Matthias Schöck, der Präsident des Württembergischen Fußballverbandes (WFV), hat auch nach den Turbulenzen rund um den Rücktritt von Mesut Özil Vertrauen in die handelnden Personen beim Deutschen Fußball-Bund (DFB).

Stuttgart - Der Rücktritt von Mesut Özil aus der deutschen Fußball-Nationalmannschaft schlägt hohe Wellen. WFV-Präsident Matthias Schöck glaubt nicht, dass der Rückzug ein fatales Signal für die Integrationsbemühungen an der Basis ist.

Herr Schöck, schön, dass Sie sich kurz Zeit nehmen. Es gibt also keinen Maulkorb für die Landesfürsten?
Nein. Wir Präsidenten der Regional- und Landesverbände des DFB sind am vergangenen Donnerstag viereinhalb Stunden lang mit Verbandspräsident Reinhard Grindel und Nationalmannschaftsmanager Oliver Bierhoff zusammengesessen. Sie haben uns ihre Sicht der Dinge geschildert. Wir sind über alles sehr gut informiert, jeder Schritt war wohl überlegt.
Haben Sie mit dem Rücktritt von Mesut Özil aus der Nationalmannschaft und einer solchen Abrechnung mit dem deutschen Fußball und speziell DFB-Chef Grindel gerechnet?
Nachdem die ersten Meldungen im Laufe des Sonntags kamen, musste man damit rechnen. Ich möchte mich jetzt nicht auch noch – wie so viele andere – ausführlich dazu äußern. Ich wünsche mir nur, dass die ganze Diskussion mehr auf die sachliche Ebene kommt.
Ein deutscher Nationalspieler tritt zurück, weil er sich rassistisch angefeindet fühlt. Ist dies nicht ein fatales Symbol für die Integrationsbemühungen an der Basis?
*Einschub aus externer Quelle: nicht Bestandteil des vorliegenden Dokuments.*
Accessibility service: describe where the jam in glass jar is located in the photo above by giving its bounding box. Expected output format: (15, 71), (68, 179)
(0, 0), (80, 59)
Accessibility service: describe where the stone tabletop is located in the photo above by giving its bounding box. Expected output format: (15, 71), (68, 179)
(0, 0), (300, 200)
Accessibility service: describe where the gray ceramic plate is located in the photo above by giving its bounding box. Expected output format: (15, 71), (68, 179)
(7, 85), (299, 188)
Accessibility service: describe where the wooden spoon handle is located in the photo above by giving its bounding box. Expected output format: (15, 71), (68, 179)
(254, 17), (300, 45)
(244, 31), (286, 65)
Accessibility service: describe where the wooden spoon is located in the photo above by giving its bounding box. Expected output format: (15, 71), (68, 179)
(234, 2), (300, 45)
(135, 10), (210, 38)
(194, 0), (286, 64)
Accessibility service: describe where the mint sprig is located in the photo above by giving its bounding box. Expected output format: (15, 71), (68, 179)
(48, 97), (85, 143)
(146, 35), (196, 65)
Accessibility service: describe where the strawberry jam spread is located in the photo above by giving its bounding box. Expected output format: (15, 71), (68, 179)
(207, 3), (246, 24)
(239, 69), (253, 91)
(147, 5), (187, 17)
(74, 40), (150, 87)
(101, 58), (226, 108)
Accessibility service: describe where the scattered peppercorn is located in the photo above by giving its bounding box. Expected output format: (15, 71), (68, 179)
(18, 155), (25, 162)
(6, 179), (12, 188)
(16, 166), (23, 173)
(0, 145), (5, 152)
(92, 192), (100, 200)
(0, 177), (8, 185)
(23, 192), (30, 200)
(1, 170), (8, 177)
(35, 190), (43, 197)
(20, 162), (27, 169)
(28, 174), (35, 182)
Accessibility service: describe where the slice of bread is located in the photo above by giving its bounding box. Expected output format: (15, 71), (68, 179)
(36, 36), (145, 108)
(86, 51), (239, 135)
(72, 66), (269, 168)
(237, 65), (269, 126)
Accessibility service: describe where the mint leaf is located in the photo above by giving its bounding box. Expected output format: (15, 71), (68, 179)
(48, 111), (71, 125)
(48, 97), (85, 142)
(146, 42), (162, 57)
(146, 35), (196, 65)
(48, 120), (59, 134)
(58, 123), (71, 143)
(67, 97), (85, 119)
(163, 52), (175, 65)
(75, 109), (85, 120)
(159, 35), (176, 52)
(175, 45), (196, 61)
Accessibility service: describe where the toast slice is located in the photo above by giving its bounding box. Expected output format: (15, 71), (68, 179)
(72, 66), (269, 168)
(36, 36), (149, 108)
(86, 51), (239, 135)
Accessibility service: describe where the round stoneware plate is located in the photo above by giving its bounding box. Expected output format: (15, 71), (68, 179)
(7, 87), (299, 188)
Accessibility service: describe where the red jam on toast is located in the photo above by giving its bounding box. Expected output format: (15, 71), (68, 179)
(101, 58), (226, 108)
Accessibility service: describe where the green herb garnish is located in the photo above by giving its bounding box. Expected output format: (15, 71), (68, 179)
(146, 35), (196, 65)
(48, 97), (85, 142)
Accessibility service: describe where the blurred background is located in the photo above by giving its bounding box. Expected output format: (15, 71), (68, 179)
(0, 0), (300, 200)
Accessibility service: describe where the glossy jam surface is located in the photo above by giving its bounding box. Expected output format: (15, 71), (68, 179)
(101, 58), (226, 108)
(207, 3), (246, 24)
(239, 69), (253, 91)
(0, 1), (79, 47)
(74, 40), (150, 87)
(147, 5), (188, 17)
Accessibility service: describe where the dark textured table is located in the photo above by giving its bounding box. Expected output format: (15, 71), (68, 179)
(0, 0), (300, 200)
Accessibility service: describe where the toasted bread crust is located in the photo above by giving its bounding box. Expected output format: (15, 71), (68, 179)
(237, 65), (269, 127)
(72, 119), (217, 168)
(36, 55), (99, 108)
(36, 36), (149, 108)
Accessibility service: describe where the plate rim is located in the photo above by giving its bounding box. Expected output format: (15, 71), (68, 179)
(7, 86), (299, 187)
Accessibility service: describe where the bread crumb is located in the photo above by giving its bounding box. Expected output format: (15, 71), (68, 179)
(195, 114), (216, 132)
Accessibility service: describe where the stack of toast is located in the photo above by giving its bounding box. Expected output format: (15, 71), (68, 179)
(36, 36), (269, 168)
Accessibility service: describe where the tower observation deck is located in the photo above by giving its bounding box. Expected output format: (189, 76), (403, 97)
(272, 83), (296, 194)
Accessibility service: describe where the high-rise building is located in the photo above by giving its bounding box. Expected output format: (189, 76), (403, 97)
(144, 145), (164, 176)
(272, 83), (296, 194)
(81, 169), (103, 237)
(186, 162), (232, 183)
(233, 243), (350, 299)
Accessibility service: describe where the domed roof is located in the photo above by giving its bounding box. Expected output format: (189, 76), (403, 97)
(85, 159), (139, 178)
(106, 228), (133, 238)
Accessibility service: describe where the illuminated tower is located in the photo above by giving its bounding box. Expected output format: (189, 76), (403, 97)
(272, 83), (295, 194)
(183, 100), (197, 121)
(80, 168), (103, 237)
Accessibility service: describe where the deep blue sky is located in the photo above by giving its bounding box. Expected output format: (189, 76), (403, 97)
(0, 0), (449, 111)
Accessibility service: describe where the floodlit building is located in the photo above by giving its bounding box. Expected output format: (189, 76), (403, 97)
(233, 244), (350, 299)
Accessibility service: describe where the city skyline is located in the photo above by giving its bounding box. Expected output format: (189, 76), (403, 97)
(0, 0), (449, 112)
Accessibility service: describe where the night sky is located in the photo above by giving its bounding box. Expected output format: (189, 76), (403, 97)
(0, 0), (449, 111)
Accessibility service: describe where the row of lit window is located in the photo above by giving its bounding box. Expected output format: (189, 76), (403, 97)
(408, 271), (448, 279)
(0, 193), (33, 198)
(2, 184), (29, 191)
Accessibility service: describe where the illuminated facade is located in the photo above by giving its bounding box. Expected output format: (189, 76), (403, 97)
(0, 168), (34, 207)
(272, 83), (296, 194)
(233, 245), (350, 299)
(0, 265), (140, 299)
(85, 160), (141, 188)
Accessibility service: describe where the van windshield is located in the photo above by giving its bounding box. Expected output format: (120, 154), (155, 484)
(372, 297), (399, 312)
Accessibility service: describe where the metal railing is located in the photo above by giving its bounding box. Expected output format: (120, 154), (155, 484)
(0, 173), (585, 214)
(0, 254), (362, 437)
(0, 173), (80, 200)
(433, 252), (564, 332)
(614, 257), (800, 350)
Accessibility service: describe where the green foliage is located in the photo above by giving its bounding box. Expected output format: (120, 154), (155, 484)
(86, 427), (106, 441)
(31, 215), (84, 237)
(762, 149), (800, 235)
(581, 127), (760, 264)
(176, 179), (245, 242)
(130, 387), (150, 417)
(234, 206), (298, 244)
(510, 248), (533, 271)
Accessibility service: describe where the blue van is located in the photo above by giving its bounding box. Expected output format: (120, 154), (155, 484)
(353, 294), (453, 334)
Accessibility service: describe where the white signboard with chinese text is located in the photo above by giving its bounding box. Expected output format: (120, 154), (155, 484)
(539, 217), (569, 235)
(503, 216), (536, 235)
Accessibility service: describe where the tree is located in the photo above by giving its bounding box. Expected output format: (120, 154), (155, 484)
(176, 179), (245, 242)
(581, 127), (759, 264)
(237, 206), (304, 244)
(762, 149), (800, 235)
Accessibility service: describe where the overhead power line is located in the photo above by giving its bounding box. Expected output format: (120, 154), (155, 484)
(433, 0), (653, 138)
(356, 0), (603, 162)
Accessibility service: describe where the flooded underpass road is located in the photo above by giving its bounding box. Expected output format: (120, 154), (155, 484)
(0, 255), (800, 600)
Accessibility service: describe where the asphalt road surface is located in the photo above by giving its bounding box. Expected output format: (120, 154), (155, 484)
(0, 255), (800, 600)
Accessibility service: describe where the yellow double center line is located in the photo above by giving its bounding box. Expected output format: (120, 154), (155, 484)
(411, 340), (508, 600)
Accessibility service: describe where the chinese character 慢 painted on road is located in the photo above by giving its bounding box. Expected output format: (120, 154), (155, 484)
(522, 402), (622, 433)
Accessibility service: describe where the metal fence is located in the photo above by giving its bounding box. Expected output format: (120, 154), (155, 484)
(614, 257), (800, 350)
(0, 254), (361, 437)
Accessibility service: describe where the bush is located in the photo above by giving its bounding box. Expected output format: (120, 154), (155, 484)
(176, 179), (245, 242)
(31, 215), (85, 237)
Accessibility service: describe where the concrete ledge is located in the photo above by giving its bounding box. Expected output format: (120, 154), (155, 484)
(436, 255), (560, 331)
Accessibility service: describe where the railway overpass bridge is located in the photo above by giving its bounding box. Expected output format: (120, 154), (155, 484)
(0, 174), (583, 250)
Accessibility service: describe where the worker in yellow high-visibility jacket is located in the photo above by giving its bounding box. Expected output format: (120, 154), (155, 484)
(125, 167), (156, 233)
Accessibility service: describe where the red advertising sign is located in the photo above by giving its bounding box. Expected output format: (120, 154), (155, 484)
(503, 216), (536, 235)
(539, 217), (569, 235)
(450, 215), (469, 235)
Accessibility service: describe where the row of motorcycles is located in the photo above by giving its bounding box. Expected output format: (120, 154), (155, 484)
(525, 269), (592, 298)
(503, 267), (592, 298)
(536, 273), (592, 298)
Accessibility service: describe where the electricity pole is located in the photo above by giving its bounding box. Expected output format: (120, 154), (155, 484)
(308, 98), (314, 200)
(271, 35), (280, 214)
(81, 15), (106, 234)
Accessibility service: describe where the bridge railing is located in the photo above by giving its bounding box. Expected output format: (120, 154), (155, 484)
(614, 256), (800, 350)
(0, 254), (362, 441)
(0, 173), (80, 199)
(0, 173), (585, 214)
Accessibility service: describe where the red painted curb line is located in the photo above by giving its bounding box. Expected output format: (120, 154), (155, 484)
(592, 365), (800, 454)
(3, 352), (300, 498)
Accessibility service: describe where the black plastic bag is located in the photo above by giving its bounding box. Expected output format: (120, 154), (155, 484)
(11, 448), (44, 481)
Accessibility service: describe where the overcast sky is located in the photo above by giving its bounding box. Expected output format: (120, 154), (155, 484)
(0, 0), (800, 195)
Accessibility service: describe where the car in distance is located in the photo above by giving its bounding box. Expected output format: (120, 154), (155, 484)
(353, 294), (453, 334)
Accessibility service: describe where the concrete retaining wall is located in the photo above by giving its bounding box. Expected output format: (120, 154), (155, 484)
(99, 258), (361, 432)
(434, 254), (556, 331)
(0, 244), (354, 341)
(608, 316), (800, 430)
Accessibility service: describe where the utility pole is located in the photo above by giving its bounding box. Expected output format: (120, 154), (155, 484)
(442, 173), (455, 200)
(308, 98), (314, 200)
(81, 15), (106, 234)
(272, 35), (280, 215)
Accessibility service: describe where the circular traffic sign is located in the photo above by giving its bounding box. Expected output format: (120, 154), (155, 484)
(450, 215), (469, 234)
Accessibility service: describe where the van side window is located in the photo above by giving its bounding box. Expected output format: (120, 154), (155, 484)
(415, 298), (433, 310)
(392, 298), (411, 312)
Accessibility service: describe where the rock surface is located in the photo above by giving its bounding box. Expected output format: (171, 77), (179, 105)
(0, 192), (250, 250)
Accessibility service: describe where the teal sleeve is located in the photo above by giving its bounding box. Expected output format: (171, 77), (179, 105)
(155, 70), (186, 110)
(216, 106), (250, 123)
Ich kann nicht definitiv sagen, wie sich das Ganze auswirkt, aber ich befürchte keine negativen Auswirkungen. Ich weiß, was der Fußball an der Basis geleistet hat und auch in Zukunft leisten wird. Der DFB engagiert sich seit vielen Jahren in hohem Maße für die Integrationsarbeit in Deutschland. Der DFB und seine Landesverbände steht für Vielfalt, von den Vertretern an der Spitze bis zu den unzähligen, tagtäglich engagierten Menschen an der Basis.
Der Druck auf Reinhard Grindel wird immer größer. Ist es nur eine Frage der Zeit, bis er von seinem Amt zurücktritt?
Ich sehe keinen Anlass für einen Rücktritt.
Warum?
Weil ich ihn und sein Handeln sehr gut kenne und schätze. Er ist ist sehr guter DFB-Präsident. Daran habe ich keinen Zweifel.